We all want to be “liked.” When we post something on social media with a yearning for social approval, research has actually demonstrated we have a significant physiological response when we get that approval.

However, if our goal with social media is to build a brand, this approval must lead somewhere other than making us feel good.

Most health and fitness professionals would claim that their goal with social media is to “get clients” or “grow their business.” Social media is also a powerful way to create a community for current clients as well. If this is the case, the time and energy spent on social media should accomplish these goals.

Likes, shares, comments and other forms of engagement imply an engaged social media circle. Unfortunately, these alone don’t pay the numerous bills involved with operating a business. It’s important to assess whether or not social media interaction results in the intended goal of a business transaction.

For a business and brand, the critical transactions are when someone signs up for a program or product, or when they opt-in to an offer with their contact information. At this point, they are your customers—they are part of your business and brand. Your goal now is to keep them engaged so they maintain their allegiance.

Not all posts must result in one of the previously mentioned outcomes. Posting relevant, interesting content frequently helps build general “brand awareness,” but this brand awareness should ultimately result in a sale when the time is right.

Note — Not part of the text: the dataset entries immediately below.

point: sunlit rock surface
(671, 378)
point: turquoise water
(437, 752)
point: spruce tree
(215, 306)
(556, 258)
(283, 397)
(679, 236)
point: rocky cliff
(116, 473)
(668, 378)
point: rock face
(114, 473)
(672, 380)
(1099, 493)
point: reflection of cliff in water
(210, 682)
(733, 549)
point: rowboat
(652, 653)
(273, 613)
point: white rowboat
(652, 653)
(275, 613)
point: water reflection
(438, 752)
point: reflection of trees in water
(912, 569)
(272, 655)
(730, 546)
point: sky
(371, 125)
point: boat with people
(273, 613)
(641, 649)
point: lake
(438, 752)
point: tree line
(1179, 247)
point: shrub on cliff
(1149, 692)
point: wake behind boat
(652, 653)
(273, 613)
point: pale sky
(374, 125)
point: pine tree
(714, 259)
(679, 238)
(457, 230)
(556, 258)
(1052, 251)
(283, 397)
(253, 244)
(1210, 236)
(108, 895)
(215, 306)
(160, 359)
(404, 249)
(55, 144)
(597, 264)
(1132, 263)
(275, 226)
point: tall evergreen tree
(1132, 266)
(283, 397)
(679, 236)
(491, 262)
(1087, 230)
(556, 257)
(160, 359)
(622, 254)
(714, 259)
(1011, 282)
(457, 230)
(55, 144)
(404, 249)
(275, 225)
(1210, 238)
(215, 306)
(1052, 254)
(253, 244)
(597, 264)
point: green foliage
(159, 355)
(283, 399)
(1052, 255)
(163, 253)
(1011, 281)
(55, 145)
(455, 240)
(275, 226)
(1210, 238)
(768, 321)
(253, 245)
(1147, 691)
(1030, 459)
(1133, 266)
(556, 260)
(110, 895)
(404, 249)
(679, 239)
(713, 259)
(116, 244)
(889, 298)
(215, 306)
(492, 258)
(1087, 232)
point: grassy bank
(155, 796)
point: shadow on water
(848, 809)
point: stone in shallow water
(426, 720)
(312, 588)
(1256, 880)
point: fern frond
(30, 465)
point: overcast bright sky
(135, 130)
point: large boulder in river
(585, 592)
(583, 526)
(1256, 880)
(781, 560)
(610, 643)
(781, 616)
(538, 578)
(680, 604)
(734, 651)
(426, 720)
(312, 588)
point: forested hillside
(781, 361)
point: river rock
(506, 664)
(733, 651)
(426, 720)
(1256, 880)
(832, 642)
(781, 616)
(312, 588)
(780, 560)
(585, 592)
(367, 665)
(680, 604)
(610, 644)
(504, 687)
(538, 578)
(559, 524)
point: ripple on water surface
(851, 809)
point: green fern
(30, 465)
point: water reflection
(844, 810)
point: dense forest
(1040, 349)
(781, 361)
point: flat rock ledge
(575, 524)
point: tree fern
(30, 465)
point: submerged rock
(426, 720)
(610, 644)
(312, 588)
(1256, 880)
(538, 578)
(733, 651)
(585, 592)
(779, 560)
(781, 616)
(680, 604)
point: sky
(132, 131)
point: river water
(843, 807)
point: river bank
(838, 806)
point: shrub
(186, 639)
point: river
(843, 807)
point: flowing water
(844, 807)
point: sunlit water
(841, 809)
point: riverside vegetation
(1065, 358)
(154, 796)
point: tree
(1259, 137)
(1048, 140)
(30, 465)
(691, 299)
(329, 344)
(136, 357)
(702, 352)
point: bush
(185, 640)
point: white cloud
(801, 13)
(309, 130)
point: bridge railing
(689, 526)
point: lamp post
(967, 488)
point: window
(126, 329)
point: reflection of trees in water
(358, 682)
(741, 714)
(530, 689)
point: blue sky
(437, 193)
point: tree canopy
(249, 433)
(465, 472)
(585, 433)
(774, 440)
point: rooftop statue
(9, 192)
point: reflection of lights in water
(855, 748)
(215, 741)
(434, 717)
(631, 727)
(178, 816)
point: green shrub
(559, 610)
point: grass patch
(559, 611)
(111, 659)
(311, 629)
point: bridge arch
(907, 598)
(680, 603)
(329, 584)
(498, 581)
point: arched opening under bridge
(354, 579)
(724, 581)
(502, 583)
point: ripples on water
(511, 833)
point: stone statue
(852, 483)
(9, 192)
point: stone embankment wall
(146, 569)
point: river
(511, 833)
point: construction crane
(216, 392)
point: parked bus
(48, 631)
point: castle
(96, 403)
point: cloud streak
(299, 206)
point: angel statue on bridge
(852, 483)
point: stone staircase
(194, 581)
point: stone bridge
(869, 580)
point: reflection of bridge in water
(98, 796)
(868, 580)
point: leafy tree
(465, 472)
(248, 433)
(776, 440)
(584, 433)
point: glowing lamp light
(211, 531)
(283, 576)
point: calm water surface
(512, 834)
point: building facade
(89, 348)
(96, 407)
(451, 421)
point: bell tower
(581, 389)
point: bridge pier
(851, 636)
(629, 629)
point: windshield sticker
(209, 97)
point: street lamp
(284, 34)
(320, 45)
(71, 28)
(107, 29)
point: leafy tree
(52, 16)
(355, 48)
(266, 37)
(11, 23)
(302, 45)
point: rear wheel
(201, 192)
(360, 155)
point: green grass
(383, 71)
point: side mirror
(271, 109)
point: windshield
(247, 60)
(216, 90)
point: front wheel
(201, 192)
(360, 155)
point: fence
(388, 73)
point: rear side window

Many health and fitness pros have a large following of people who are always liking, commenting and engaging, but when it comes time to make a sale, the airwaves go quiet. Despite spending time and energy on social media, they struggle to attain, retain or sell products to clients.

In this case, their use of social media is not building or growing a brand. Rather, it’s consuming time and energy with little-to-no return on that investment. After reviewing questions one and two, a health and fitness pro may discover he or she has actually damaged the intended brand with irrelevant, unintentionally offensive, or alienating posts to potential clients.

Nearly all social media outlets have reasonably priced advertising opportunities that allow you to track the effectiveness of business-related posts. You can see how many people have viewed and clicked on a post, and you can track who actually went through to purchase as well.

Creating a free “opt-in” offer, in which people enter their contact information in order to receive something from you, is also a way to assess whether or not your followers are potential customers, or just voyeurs looking for someone to interact with online.

The three questions presented here serve as a powerful roadmap to determine if your current use of social media is helping or hurting your business and brand. Take the time to create a social-media strategy that will grow your business and enable you to change more lives.